There is a consistent economy of paint applied while the touch is light and masterful. A rough and warm texture dominates by using the burlap and he often leaves areas unpainted revealing the dirt colored nappy canvas. There is a wide swing from rather straight portraiture to sometimes obscuring the subject’s face altogether.

The portraits are often blurry or smudged and can appear out of focus. He is able to render not only a suggestion of photographic imagery but at times also implies a frozen frame of a recorded video image. Huy somehow achieves a believable depth to these portraits without utilizing the conventional rendering methods of the three-dimensional. Currently he is working on much larger canvases of this same head series (200 x 200 cm).

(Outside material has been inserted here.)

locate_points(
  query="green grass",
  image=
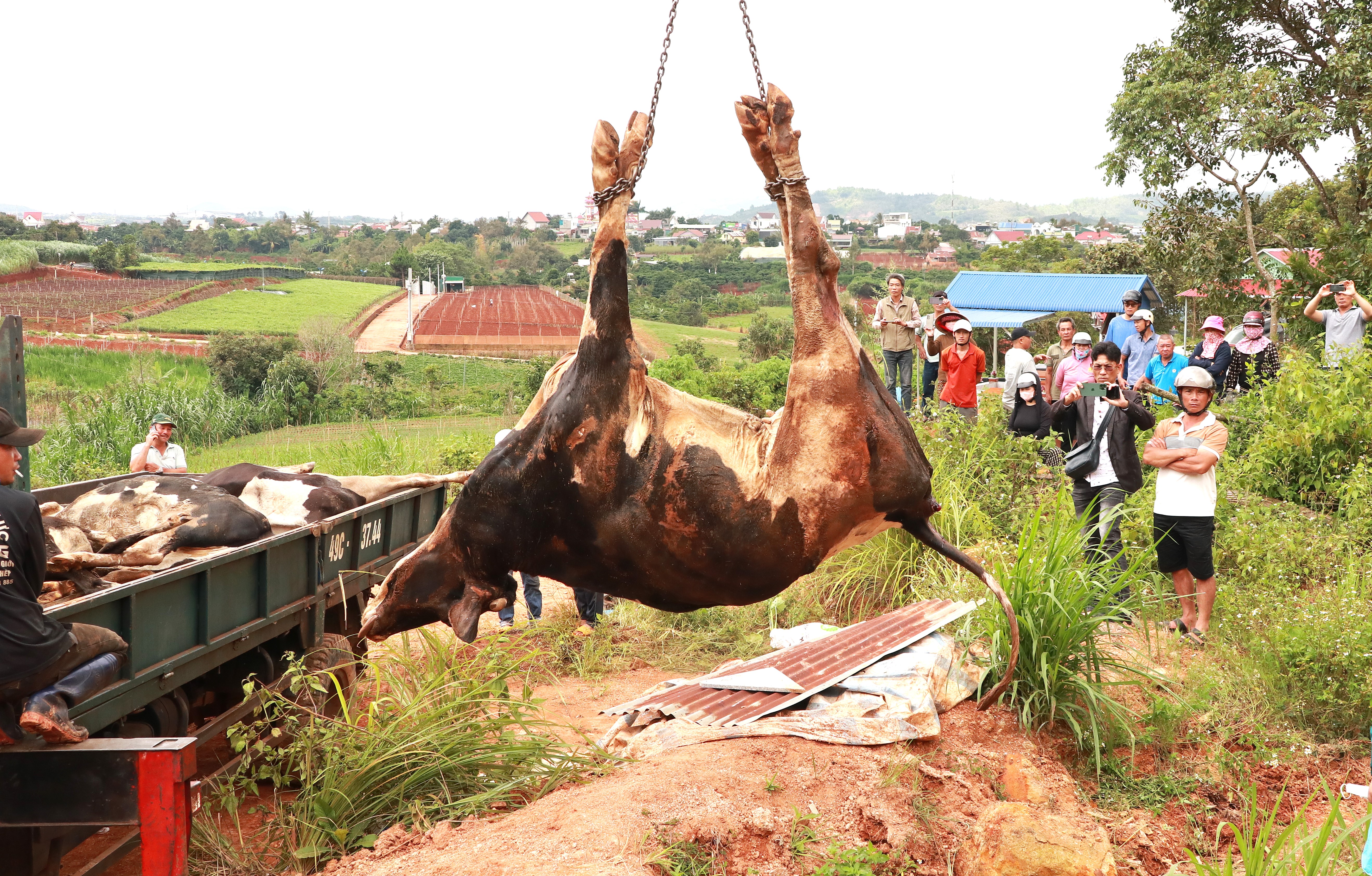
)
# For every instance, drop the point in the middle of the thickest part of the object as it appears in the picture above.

At a recent exhibition at the Goethe Institute, in Hanoi, he displayed a grid of 30 paintings on one wall, each portrait being one-meter square. In this manner the power and focus of this series can best be seen. Huy maintains the proportions and composition an the canvases consistent and they start to make more sense when viewed as a group. There is obviously a committed method at work, yet, at the same time, an equally evident desire to explore and to take risks. He seems to want to strike a balance between control and accident in his painting process by pushing the style of his imagery while remaining firmly within the same format.

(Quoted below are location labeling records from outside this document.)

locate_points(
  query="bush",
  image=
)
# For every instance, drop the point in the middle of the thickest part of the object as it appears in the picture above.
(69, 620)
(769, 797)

It is not a surprise that Huy has usually been using performance, installation, and especially video as means of expression. In fact, his work in these areas has paralleled his portrait series and there has been an apparent blending between these disciplines. He insists that the painting and installation/video work naturally complement each other. There have been several workshop in recent years in Hanoi that have facilitated free experimentation in these art forms, up until recently unfamiliar to most Vietnamese artists. Huy, in particular, has enthusiastically responded to expressing himself through the new media. He says that it broadens his palette, that there are many ideas of his which are not very effectively translated into traditional painting.

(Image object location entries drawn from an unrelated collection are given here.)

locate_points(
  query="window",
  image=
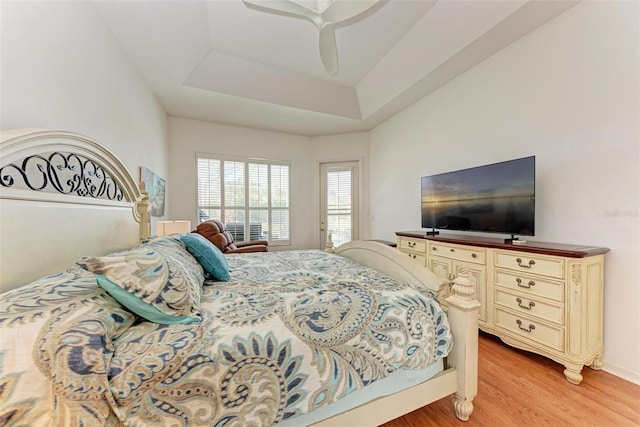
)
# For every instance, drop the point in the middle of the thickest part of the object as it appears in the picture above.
(246, 194)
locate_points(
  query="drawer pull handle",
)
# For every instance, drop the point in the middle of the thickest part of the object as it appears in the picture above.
(520, 264)
(526, 307)
(531, 327)
(529, 284)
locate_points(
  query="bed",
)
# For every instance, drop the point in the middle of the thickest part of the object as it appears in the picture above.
(100, 329)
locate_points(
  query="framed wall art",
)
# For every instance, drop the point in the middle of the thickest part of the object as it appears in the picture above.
(156, 189)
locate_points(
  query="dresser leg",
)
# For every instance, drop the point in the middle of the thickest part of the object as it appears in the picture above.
(463, 408)
(596, 365)
(572, 374)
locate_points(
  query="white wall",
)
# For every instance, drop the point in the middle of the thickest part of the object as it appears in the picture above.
(567, 93)
(63, 69)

A video installation, Re, Yellow, Green (2003) show at the Goethe Institute, in Hanoi, was a reflection of moments recalled from dreams o his youth and present day cultural life. Using a two-hour loop of video projection on tree separate layers of mosquito netting he relied on memories from his early childhood. One layer portrayed a dancing figure from a music box, twirling endlessly. Another layer held an image of a motionless man sleeping on his side while a third layer had a stream of current street-scene footage. Never betraying a direct meaning, the installation was meant to be suggestive of mixing memory with ongoing reality, which then, of course, become future memory.

Another installation incorporating video, memory of memory, was shown at Nha San, Hanoi’s first privately run alternative space. In three clear glass bowls, small television sets were placed ad filled with water ( much like a fish bowl). There was the implication of water “transferring” memory. One monitor showed Huy in front of the a Buddhist Pagoda praying to the viewer, another had a shot of a street scene in monitor, and the last one was a “taking head” of a schoolgirl. Related to the previous piece he further probed methods of displaying the inherently hazy and inexact experience of memory.

Huy’s most recent performance, Anvil, also took place at the Goethe Institute and was simple in execution and concept. Dressed casually in street clothes, Huy wrapped his entire body tightly with a common manila rope. Then using a metal kitchen knife he proceeded to attempt to cut and hack himself free by striking the rope on top of an iron anvil. The exercise was futile and impossible-that was the point. He was publicly acting out his own frustration with expressing himself-the difficulty of working, of making something good and worthwhile.

When quizzed about where his allegiances lie, Nguyen Quang Huy insists that he is primarily a painter. He explains that the performances and installation inform his art in general, but does not want to be restricted by any specific method of working. On the subject of the meaning behind his work, he is much less exact. This is probably best because the real value of his artwork rests with the viewer’s interpretation of his idiosyncratic but stimulating image making.